Apr 21, 2009

Professor Profile: Clark Zealand

by Kerah Kemmerer

 There is a reoccurring theme in the life of Sport Management Assistant Professor Dr. Clark Zealand — and it comes in the form of running.

Zealand, whose roles include that of husband, father to Coleman, 7, and Jessie, 5, Liberty professor, race director and avid runner was raised in Ontario, Canada, currently resides in Forest, Va.

He has an insatiable desire to continue his exploration of the United States, and so far has had the opportunity to visit Yellowstone National Park, Yosemite National Park and Glacier, among many others. His closest brush with international travel took place once when he crossed the border into Tijuana, Mexico.

“I have a hit-list, if you will, of national forests, national monuments, national parks — of places I want to go see within the United States,” Zealand said. “I am actually planning a trip right now.

Zealand will spend a few days in California this summer for a race.

He currently participates in ultramarathons (marathons over 26.2 miles) and directs six races with Dr. David Horton in various areas around Lynchburg.

“It is my area of expertise, research, spare time and (directing races) sort of wraps it all together,” Zealand said. “I am very blessed to be able to do it all together.”

Participating in ultramarathons is a passion that pulses through Zealand’s veins and inspires his everyday life. Zealand has participated in over 40 “ultras” within the past 10 years. He ran several hard-core races after his undergrad including the Promise Land 50k, Masochist 50 and was runner-up at Vermont 100m (15:03) in 2004, according to an interview with Team Inov-8.

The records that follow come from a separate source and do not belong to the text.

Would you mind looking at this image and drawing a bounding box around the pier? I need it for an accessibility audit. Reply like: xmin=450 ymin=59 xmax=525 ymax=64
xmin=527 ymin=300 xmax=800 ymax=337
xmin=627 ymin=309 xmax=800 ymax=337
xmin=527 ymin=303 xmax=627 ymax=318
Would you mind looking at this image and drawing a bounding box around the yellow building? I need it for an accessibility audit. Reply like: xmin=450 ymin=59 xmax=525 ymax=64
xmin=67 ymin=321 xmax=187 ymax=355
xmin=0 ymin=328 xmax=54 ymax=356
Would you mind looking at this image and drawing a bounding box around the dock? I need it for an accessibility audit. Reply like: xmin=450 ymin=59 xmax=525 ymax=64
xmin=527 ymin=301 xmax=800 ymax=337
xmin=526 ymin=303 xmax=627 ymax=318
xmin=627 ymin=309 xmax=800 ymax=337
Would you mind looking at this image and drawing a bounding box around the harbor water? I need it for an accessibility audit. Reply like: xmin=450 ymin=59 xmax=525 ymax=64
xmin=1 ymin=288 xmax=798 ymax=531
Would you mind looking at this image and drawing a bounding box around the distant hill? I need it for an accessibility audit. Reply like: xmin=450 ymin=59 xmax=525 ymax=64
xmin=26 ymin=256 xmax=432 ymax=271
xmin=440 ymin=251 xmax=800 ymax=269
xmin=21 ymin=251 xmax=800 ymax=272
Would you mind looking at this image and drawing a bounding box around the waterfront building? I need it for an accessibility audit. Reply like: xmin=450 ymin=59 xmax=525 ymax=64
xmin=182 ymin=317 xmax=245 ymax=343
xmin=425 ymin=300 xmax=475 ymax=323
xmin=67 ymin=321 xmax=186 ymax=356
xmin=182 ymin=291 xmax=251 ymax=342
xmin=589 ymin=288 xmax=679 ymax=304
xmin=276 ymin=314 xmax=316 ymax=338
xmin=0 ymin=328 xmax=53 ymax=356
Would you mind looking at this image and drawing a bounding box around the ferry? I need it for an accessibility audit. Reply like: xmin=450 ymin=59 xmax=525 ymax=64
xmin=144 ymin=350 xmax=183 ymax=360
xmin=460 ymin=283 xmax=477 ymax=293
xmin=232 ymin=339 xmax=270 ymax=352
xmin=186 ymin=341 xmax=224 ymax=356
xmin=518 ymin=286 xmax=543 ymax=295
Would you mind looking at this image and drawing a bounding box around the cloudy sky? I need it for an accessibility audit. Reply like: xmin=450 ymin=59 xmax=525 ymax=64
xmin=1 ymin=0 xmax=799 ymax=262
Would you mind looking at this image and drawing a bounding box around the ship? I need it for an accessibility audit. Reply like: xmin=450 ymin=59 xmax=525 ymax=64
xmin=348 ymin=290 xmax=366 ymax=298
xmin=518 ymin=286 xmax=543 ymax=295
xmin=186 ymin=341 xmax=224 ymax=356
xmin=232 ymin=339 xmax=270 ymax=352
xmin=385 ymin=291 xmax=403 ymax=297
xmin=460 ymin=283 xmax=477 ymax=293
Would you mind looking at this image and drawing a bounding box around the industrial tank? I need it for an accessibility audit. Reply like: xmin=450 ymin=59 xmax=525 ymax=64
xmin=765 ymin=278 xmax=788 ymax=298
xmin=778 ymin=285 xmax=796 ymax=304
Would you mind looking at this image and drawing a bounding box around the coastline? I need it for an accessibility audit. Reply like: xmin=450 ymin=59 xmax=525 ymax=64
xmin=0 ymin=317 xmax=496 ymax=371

“I have been blessed to run trail ultras all over the country — west of the Rocky Mountains and the Sierra Nevadas — lots of beautiful places,” Zealand said. “Whether it’s 15 hours or 24 hours, you get to see a lot of beautiful, spectacular country in a fairly short period of time.”

Zealand, his older sister and three younger brothers discovered Liberty through their parents’ dedication to the “The Old Time Gospel Hour.” He and his brothers attended Liberty on track scholarships. Zealand ran with the track and cross-country team for four years beginning in 1993. On his recollection of the first experience of coming to Liberty, Zealand said it was “definitely an adventure coming from Canada to Virginia.” He noted that he has quite a “thrill-seeking personality,” and it was “up his alley” as far as being an adventure.”

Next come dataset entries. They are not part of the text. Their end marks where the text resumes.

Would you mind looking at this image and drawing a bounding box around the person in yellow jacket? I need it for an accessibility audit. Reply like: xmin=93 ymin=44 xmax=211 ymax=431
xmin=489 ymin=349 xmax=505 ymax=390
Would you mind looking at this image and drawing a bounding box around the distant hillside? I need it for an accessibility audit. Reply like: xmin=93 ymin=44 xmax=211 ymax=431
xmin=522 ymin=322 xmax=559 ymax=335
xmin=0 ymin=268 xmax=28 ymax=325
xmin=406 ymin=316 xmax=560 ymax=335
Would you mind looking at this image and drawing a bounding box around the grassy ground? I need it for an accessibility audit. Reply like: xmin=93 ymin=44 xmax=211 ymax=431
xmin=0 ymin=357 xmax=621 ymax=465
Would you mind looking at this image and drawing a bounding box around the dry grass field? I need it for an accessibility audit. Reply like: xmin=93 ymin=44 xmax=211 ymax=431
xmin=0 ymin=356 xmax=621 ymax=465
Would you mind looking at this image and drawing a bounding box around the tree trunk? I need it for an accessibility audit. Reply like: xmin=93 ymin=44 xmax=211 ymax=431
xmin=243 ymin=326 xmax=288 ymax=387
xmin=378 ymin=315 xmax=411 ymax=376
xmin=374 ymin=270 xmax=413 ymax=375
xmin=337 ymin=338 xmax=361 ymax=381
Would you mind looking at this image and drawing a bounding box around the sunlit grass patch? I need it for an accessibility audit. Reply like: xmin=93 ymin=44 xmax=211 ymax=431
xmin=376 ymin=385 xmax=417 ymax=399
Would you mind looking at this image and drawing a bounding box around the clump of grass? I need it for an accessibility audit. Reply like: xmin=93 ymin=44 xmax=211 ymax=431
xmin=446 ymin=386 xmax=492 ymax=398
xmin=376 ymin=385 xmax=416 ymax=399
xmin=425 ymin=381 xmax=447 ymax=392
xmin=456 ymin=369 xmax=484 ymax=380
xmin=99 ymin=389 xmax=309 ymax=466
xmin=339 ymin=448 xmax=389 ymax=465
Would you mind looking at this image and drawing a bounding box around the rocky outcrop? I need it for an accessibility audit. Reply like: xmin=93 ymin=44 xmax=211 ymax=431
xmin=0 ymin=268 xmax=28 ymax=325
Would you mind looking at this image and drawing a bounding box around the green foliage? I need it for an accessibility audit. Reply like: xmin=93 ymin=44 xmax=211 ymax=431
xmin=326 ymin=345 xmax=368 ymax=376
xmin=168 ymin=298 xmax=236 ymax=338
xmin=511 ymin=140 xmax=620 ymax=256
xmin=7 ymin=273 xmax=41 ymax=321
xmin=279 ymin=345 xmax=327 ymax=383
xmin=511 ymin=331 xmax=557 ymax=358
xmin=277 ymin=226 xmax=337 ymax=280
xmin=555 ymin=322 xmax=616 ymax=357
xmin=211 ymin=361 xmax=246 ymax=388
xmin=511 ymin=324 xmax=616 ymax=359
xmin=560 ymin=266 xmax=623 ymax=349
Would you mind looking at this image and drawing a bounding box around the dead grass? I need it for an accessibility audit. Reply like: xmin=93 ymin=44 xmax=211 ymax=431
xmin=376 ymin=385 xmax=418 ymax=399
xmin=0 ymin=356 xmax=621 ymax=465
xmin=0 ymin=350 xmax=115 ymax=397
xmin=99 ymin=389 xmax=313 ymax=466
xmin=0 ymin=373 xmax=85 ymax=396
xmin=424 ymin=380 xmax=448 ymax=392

He also worked as a graduate assistant coach and a full-time coach for the long distance program for about six years. He and his wife moved back to Canada where he obtained his doctorate before returning to Liberty to work with the sport management department.

“As I ran more track and cross county, I discovered trail running,” Zealand said. “A lot of my love for trails and trail running grew into the interest to study it and understand the managerial side.”

Pursuing a degree in sport management always made sense to Zealand who said he wanted to be involved in the business aspect of sports. His area of expertise is outdoor recreation management.

“It actually goes hand-in-hand with what I do as an individual in my so-called free time,” he said.

The sport management department is in the process of introducing a master’s program with a specialization in outdoor recreation management. Zealand will be focusing on this program beginning in the Fall 2009.

“There is an active outdoor industry, a $700 billion industry that is just growing at a phenomenal rate,” Zealand said. “We will be having actual graduate students who are working on their masters degree who will also be working with Ultimate LU to manage many of the facilities and events.”

One of the biggest challenges that Zealand faces is a daily one. He and his wife were blessed with their seven-year-old autistic son, Coleman, who has so radically changed their lives in a “really special way.”

“He allows us to see the world from his perspective which forces us to change our perspective on a daily basis,” Zealand said. “That has also framed his sister, Jessie’s life in a very special way and puts a unique perspective in her world.”
Zealand pointed out that so many people are being affected now by autism, whether it is their own child or a relative, and even though it is not always easy, he likes to share with people that “there is an incredible amount of hope.”

Zealand and his wife run a home-based therapy program for Coleman and employ several Liberty students in the program. Funding is provided through Medicaid.

“We are looking for student workers for the summer,” Zealand said. “It will give the students a part-time job and Coleman will get the opportunity to interact with them as well.”

Zealand said they are looking for someone who feels open and energetic to learning. He and his wife do all the training so there is no specific need for special skills.